Making util file not accessible in python - python

I am building a python library. The functions I want available for users are in stemmer.py. Stemmer.py uses stemmerutil.py
I was wondering whether there is a way to make stemmerutil.py not accessible to users.

If you want to hide implementation details from your users, there are two routes that you can go. The first uses conventions to signal what is and isn't part of the public API, and the other is a hack.
The convention for declaring an API within a python library is to add all classes/functions/names that should be exposed into an __all__-list of the topmost __init__.py. It doesn't do that many useful things, its main purpose nowadays is a symbolic "please use this and nothing else". Yours would probably look somewhat like this:
urdu/urdu/__init__.py
from urdu.stemmer import Foo, Bar, Baz
__all__ = [Foo, Bar, Baz]
To emphasize the point, you can also give all definitions within stemmerUtil.py an underscore before their name, e.g. def privateFunc(): ... becomes def _privateFunc(): ...
But you can also just hide the code from the interpreter by making it a resource instead of a module within the package and loading it dynamically. This is a hack, and probably a bad idea, but it is technically possible.
First, you rename stemmerUtil.py to just stemmerUtil - now it is no longer a python module and can't be imported with the import keyword. Next, update this line in stemmer.py
import stemmerUtil
with
import importlib.util
import importlib.resources
# in python3.7 and lower, this is importlib_resources and needs to be installed first
stemmer_util_spec = importlib.util.spec_from_loader("stemmerUtil", loader=None)
stemmerUtil = importlib.util.module_from_spec(stemmer_util_spec)
with importlib.resources.path("urdu", "stemmerUtil") as stemmer_util_path:
with open(stemmer_util_path) as stemmer_util_file:
stemmer_util_code = stemmer_util_file.read()
exec(stemmer_util_code, stemmerUtil.__dict__)
After running this code, you can use the stemmerUtil module as if you had imported it, but it is invisible to anyone who installed your package - unless they run this exact code as well.
But as I said, if you just want to communicate to your users which part of your package is the public API, the first solution is vastly preferable.

Related

Make imported modules private to other modules

Suppose I have a code like this in module a.py
import numpy as np
def sqrt(x):
return np.sqrt(x)
And I have a module b.py written like this:
import a
print(a.sqrt(25))
print(a.np.sqrt(25))
I will see that the code runs fine and that when using autocomplete in most IDEs, I found that a.np is accessible. I want to make a.np private so that only a code can see that variable.
I don't want b to be able to access a.np.
What is a good approach to make this possible?
Why do I want a.np to be inaccessible? Because I want it to not show in the autocomplete when I type a. and press Tab in Jupyter Lab. It hides what the modules can do because there are so many imports that I use in my module.
The solution is the same as for "protected" attributes / methods in a class (names defined in a module are actually - at runtime - attributes of the module object): prefix those names with a single leading underscore, ie
import numpy as _np
def sqrt(x):
return _np.sqrt(x)
Note that this will NOT prevent someone to use a._np.sqrt(x), but at least it makes it quite clear that he is using a protected attribute.
I see 2 approaches here:
more user-friendly solution: change alias names to "underscored" ones
import numpy as _np
...
this will not prevent from importing it, but it will say to user that this are implementation details and one should not depend on them.
preferred-by-me solution: do nothing, leave it as it is, use semver and bump versions accordingly.
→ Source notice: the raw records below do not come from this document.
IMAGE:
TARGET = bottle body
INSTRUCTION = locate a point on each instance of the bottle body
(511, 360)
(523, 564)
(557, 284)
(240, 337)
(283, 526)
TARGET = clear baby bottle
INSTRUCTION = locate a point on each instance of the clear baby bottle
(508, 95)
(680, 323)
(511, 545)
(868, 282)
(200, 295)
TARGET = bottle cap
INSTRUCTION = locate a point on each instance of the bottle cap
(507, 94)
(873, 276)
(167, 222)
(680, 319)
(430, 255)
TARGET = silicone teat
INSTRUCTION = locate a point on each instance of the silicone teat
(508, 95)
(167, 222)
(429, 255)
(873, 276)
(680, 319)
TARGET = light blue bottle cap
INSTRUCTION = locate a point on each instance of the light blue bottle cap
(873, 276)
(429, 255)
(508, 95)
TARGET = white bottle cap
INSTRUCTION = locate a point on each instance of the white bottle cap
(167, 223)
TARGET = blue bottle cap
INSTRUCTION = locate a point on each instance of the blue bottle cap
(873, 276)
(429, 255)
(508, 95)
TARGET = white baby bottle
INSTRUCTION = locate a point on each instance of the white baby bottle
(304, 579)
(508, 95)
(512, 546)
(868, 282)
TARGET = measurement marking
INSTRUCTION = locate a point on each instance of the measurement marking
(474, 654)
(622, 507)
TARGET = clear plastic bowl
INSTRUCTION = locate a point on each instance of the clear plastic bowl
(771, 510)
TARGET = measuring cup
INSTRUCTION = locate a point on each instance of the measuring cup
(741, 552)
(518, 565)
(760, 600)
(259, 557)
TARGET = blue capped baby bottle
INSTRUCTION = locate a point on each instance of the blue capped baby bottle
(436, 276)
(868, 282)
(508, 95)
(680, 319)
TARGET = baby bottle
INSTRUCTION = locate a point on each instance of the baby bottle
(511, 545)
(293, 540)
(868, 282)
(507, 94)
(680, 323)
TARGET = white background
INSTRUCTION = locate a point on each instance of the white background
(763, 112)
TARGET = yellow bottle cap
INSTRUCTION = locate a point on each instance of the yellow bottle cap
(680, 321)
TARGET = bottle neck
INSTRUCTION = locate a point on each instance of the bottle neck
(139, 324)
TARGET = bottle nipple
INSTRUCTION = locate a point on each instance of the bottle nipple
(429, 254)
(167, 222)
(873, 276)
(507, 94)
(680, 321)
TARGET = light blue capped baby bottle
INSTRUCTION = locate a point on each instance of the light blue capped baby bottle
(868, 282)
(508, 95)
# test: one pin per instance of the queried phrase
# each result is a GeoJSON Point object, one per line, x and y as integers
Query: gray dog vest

Private functions in python

Is it possible to avoid importing a file with from file import function?
Someone told me i would need to put an underscore as prefix, like: _function, but isn't working.
I'm using Python 2.6 because of a legacy code.
There are ways you can prevent the import, but they're generally hacks and you want to avoid them. The normal method is to just use the underscore:
def _function():
pass
Then, when you import,
from my_module import *
You'll notice that _function is not imported because it begins with an underscore. However, you can always do this:
# In Python culture, this is considered rude
from my_module import _function
But you're not supposed to do that. Just don't do that, and you'll be fine. Python's attitude is that we're all adults. There are a lot of other things you're not supposed to do which are far worse, like
import my_module
# Remove the definition for _function!
del my_module._function
There is no privacy in Python. There are only conventions governing what external code should consider publicly accessible and usable.
Importing a module for the first time, triggers the creation of a module object and the execution of all top-level code in the module. The module object contains the global namespace with the result of that code having run.
Because Python is dynamic you can always introspect the module namespace; you can see all names defined, all objects those names reference, and you can access and alter everything. It doesn't matter here if those names start with underscores or not.
So the only reason you use a leading _ underscore for a name, is to document that the name is internal to the implementation of the module, and that external code should not rely on that name existing in a future version. The from module import * syntax will ignore such names for that reason alone. But you can't prevent a determined programmer from accessing such a name anyway. They simply do so at their own risk, it is not your responsibility to keep them from that access.
If you have functions or other objects that are only needed to initialise the module, you are of course free to delete those names at the end.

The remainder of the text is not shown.